## book question 9.13

Volume: $\Delta S = nR\ln \frac{V_{2}}{V_{1}}$
Temperature: $\Delta S = nC\ln \frac{T_{2}}{T_{1}}$

Lubna_Abdulmajeed_2A
Posts: 21
Joined: Wed Sep 21, 2016 2:59 pm

### book question 9.13

Question 9.13 in the textbook asks the following:
"During the test of an internal combustion engine, 3.00L of nitrogen gas at 18.5 degrees C was compressed suddenly (and irreversibly) to 0.500L by driving in a piston. In the process, the temperature of the gas increased to 28.1 degrees C. Assume ideal gas behavior.

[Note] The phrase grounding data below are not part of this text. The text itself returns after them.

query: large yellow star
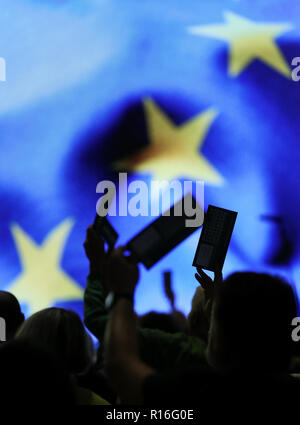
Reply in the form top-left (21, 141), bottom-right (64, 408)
top-left (114, 98), bottom-right (223, 183)
top-left (189, 11), bottom-right (292, 77)
top-left (7, 219), bottom-right (83, 315)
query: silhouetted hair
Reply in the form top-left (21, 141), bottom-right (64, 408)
top-left (0, 291), bottom-right (24, 340)
top-left (16, 307), bottom-right (93, 375)
top-left (210, 272), bottom-right (297, 372)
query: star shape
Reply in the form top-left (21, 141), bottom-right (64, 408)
top-left (114, 98), bottom-right (223, 184)
top-left (188, 11), bottom-right (292, 77)
top-left (7, 219), bottom-right (83, 315)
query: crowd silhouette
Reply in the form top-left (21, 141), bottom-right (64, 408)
top-left (0, 223), bottom-right (300, 413)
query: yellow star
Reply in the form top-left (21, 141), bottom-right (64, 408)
top-left (189, 11), bottom-right (292, 77)
top-left (114, 98), bottom-right (223, 184)
top-left (7, 219), bottom-right (83, 314)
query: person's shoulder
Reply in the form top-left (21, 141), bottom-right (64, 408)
top-left (75, 386), bottom-right (110, 405)
top-left (180, 334), bottom-right (207, 351)
top-left (139, 329), bottom-right (206, 354)
top-left (143, 369), bottom-right (300, 411)
top-left (143, 364), bottom-right (223, 407)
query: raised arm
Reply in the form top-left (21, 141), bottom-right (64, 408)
top-left (104, 247), bottom-right (154, 404)
top-left (188, 268), bottom-right (223, 342)
top-left (83, 225), bottom-right (207, 374)
top-left (83, 226), bottom-right (109, 342)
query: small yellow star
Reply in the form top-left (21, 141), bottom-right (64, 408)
top-left (114, 98), bottom-right (223, 184)
top-left (189, 11), bottom-right (292, 77)
top-left (7, 219), bottom-right (83, 314)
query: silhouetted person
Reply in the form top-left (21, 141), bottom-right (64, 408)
top-left (102, 247), bottom-right (300, 415)
top-left (16, 307), bottom-right (110, 405)
top-left (0, 290), bottom-right (24, 342)
top-left (207, 272), bottom-right (297, 373)
top-left (84, 226), bottom-right (207, 374)
top-left (138, 270), bottom-right (188, 334)
top-left (0, 339), bottom-right (75, 405)
top-left (138, 311), bottom-right (184, 333)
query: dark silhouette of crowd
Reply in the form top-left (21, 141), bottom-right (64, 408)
top-left (1, 224), bottom-right (300, 415)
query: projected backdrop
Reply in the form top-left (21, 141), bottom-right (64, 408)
top-left (1, 0), bottom-right (300, 319)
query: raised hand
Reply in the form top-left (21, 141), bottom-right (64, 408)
top-left (192, 268), bottom-right (223, 330)
top-left (195, 268), bottom-right (223, 302)
top-left (83, 225), bottom-right (107, 278)
top-left (105, 247), bottom-right (140, 296)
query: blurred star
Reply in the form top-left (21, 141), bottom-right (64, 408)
top-left (7, 219), bottom-right (83, 314)
top-left (189, 11), bottom-right (292, 77)
top-left (115, 98), bottom-right (223, 183)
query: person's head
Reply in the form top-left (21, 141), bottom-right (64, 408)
top-left (0, 291), bottom-right (24, 342)
top-left (16, 307), bottom-right (94, 375)
top-left (0, 339), bottom-right (75, 405)
top-left (138, 311), bottom-right (186, 334)
top-left (207, 272), bottom-right (297, 374)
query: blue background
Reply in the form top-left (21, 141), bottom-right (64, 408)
top-left (1, 0), bottom-right (300, 319)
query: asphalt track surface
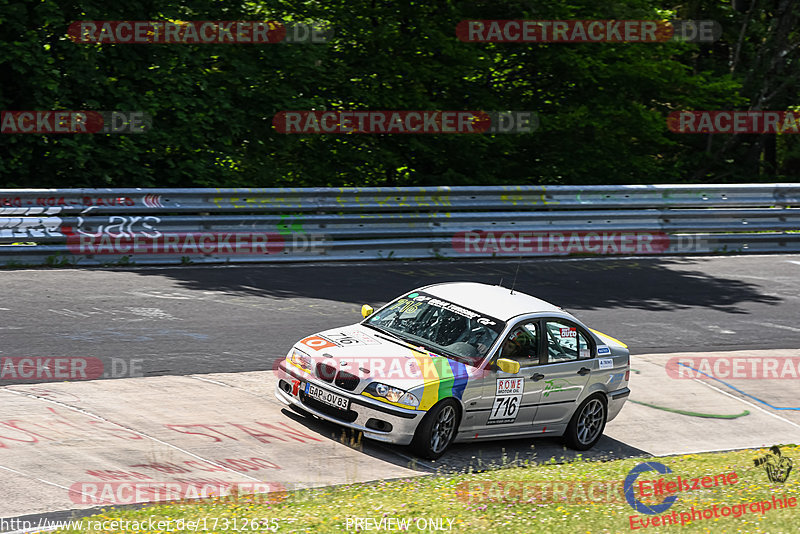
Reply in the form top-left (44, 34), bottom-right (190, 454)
top-left (1, 254), bottom-right (799, 384)
top-left (1, 254), bottom-right (800, 530)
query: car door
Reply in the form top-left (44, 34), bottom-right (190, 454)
top-left (460, 320), bottom-right (544, 437)
top-left (531, 319), bottom-right (595, 428)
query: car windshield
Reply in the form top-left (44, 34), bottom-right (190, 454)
top-left (364, 291), bottom-right (505, 365)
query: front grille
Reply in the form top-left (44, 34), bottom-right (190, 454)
top-left (335, 371), bottom-right (360, 391)
top-left (299, 392), bottom-right (358, 423)
top-left (316, 362), bottom-right (336, 382)
top-left (315, 363), bottom-right (361, 391)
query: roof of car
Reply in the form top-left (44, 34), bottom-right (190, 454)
top-left (422, 282), bottom-right (566, 322)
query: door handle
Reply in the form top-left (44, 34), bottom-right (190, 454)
top-left (530, 373), bottom-right (545, 381)
top-left (577, 367), bottom-right (591, 376)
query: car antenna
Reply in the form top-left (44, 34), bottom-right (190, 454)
top-left (510, 256), bottom-right (522, 295)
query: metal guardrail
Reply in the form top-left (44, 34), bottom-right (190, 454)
top-left (1, 184), bottom-right (799, 266)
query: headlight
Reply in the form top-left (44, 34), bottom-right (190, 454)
top-left (364, 382), bottom-right (420, 407)
top-left (288, 348), bottom-right (312, 372)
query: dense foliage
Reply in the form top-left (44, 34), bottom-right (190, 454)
top-left (1, 0), bottom-right (798, 187)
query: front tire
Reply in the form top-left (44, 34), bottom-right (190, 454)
top-left (564, 394), bottom-right (607, 450)
top-left (411, 399), bottom-right (460, 460)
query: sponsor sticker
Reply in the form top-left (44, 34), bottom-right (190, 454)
top-left (560, 327), bottom-right (577, 338)
top-left (597, 346), bottom-right (611, 355)
top-left (496, 378), bottom-right (524, 395)
top-left (325, 331), bottom-right (380, 346)
top-left (300, 336), bottom-right (336, 351)
top-left (489, 378), bottom-right (523, 425)
top-left (598, 358), bottom-right (614, 370)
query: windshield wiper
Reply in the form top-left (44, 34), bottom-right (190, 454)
top-left (362, 323), bottom-right (398, 338)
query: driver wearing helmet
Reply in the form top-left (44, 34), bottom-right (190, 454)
top-left (500, 326), bottom-right (538, 362)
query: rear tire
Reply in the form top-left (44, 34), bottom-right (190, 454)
top-left (564, 394), bottom-right (607, 450)
top-left (411, 399), bottom-right (460, 460)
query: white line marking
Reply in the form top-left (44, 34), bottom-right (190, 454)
top-left (754, 321), bottom-right (800, 333)
top-left (691, 378), bottom-right (800, 432)
top-left (0, 388), bottom-right (265, 482)
top-left (0, 464), bottom-right (110, 503)
top-left (788, 261), bottom-right (800, 266)
top-left (1, 526), bottom-right (59, 534)
top-left (190, 376), bottom-right (235, 388)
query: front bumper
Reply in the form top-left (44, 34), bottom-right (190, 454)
top-left (274, 361), bottom-right (422, 446)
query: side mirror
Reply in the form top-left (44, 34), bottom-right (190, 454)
top-left (496, 358), bottom-right (520, 374)
top-left (361, 304), bottom-right (374, 318)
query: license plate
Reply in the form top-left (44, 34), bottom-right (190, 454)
top-left (305, 383), bottom-right (350, 410)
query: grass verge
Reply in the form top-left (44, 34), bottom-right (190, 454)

What is the change in entropy of the gas?"
So this is one of the questions where we have to calculate the change in entropy (nRln(v2/v1)) at constant initial temp. and then calculate the change in entropy = c*ln(t2/t1) at constant final volume and add them up to find the total entropy change. However, when calculating change in entropy from t1 to t2, the answer uses (delta)S=nRln(t2/t1), however if it is at constant volume shouldn't we calculate it using Cvm? so using the heat capacity at constant volume which would be 3/2(R) ?

Jessica Huang 1M
Posts: 26
Joined: Wed Sep 21, 2016 2:59 pm

### Re: book question 9.13

"In the process, the temperature of the gas increased to 28.1 degrees C."
During the process, volume decreased from 3.00 L to 0.500 L. Volume did not remain constant, so you cannot use Cv.
The solution works because entropy is a state function. You can calculate the change in entropy when volume change and then calculate the entropy when temperature changes.